Lip sync for a role at What If?'s auditions for 'The Legend of Georgia McBride'

You better work it

Posted by Sara Srochi on Wed, Jun 26, 2019 at 4:31 PM

PROVIDED
  • Provided
What If? Productions hosts an audition for a 2020 production, The Legend of Georgia McBride, but with a twist. This Sun. June 30 head to Queen Street Playhouse starting at 1 p.m. to try out for one of five acting gigs in the show.

This ain't your average audition. It's a lot more fun that that. Because you get to lip sync.

In case you don't know, The Legend of Georgia McBride is heavy on the music (although not a musical) and follows the story of Casey, an Elvis impersonator.

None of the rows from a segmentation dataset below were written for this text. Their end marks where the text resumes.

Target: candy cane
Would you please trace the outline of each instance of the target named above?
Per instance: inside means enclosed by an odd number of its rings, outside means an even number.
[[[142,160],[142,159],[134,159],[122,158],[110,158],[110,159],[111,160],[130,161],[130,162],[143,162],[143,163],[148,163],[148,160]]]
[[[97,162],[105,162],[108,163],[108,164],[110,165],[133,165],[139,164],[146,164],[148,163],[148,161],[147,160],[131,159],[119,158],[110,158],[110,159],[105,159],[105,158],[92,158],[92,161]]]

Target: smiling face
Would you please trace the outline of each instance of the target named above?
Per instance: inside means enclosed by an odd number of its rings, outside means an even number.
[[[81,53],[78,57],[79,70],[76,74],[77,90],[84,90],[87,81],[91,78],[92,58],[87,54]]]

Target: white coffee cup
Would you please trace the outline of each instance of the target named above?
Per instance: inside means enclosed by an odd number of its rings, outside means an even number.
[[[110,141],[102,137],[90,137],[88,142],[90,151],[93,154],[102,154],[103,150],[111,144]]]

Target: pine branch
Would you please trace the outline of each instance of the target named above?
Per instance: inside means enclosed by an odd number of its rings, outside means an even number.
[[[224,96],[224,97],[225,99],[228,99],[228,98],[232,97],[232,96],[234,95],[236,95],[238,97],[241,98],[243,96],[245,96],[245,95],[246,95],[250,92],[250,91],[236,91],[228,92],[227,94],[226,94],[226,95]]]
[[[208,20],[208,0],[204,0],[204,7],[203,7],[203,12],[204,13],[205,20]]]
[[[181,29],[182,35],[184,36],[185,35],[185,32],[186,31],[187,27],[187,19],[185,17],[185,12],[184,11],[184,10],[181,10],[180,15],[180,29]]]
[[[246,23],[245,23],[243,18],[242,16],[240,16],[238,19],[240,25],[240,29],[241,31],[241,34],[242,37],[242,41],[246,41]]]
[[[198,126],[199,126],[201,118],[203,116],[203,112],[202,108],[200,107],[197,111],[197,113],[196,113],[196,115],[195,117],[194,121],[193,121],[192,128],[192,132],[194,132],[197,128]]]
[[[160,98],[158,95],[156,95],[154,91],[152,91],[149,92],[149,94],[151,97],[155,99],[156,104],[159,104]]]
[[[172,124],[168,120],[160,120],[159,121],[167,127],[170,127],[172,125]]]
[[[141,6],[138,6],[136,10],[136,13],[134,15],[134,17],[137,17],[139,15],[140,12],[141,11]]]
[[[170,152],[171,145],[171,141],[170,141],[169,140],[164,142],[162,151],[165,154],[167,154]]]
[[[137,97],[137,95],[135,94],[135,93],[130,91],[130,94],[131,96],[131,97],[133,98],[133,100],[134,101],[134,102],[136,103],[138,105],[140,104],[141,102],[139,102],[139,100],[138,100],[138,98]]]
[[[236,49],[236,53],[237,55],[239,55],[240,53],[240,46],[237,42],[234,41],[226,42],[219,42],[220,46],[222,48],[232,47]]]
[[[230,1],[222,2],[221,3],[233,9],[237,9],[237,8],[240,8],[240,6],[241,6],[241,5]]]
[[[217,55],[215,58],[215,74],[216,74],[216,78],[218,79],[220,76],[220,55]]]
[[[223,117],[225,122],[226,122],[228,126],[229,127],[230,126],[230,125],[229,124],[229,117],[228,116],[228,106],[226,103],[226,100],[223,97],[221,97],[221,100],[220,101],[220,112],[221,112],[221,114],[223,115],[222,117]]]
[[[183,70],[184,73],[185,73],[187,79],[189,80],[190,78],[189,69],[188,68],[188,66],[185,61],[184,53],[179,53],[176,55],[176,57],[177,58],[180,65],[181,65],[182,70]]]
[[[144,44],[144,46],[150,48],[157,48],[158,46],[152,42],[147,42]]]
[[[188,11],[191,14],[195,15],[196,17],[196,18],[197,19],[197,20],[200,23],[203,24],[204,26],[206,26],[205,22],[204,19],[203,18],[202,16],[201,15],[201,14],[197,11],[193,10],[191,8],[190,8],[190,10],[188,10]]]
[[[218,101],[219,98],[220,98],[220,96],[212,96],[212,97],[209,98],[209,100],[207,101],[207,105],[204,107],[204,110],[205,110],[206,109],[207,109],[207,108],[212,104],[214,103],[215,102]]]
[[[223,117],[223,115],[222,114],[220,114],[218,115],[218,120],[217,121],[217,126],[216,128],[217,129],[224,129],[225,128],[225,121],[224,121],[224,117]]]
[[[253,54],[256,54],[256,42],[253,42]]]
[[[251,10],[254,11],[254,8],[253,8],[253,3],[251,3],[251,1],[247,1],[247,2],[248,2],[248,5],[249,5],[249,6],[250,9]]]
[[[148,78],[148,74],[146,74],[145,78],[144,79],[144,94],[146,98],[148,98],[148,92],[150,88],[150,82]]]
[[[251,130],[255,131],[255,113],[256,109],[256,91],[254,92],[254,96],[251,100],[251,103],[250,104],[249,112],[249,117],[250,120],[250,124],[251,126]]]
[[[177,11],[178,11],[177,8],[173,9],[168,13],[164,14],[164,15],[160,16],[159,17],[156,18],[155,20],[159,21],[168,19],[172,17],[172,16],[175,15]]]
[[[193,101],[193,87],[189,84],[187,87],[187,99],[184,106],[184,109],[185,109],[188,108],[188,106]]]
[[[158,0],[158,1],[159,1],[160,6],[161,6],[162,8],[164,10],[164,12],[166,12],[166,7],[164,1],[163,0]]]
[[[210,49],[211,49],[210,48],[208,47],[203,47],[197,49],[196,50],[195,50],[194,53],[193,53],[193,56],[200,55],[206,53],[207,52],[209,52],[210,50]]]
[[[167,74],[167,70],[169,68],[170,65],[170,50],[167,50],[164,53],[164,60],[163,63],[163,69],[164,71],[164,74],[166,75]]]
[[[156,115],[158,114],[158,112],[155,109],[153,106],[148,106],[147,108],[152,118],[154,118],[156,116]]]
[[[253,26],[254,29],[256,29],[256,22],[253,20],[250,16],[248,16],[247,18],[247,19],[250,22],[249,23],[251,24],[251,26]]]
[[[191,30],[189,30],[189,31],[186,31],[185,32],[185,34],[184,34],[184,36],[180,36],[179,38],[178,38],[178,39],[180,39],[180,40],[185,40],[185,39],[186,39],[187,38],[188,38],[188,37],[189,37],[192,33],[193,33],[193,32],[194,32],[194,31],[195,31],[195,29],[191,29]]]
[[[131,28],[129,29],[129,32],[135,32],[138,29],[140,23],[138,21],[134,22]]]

Everything is going right for Casey until he loses his gig and finds out his wife, Jo, is pregnant. In order to make ends meet, Casey enters the world of drag and with the help of new friends and mentors, becomes a queen.

Rather than singing on their own, the audition requires those trying out to do a lip-sync performance from one of five pre-picked songs.

The show will have a total of five actors, with some playing more than one role. These roles are gender open, too.

Actors are asked to lip-sync one of the five selected songs at the audition: "It’s Raining Men" by The Weather Girls, "Jolene" by Dolly Parton, "Naughty Girl" by Beyonce, "Express Yourself" by Madonna, and "Work Bitch" by Britney Spears.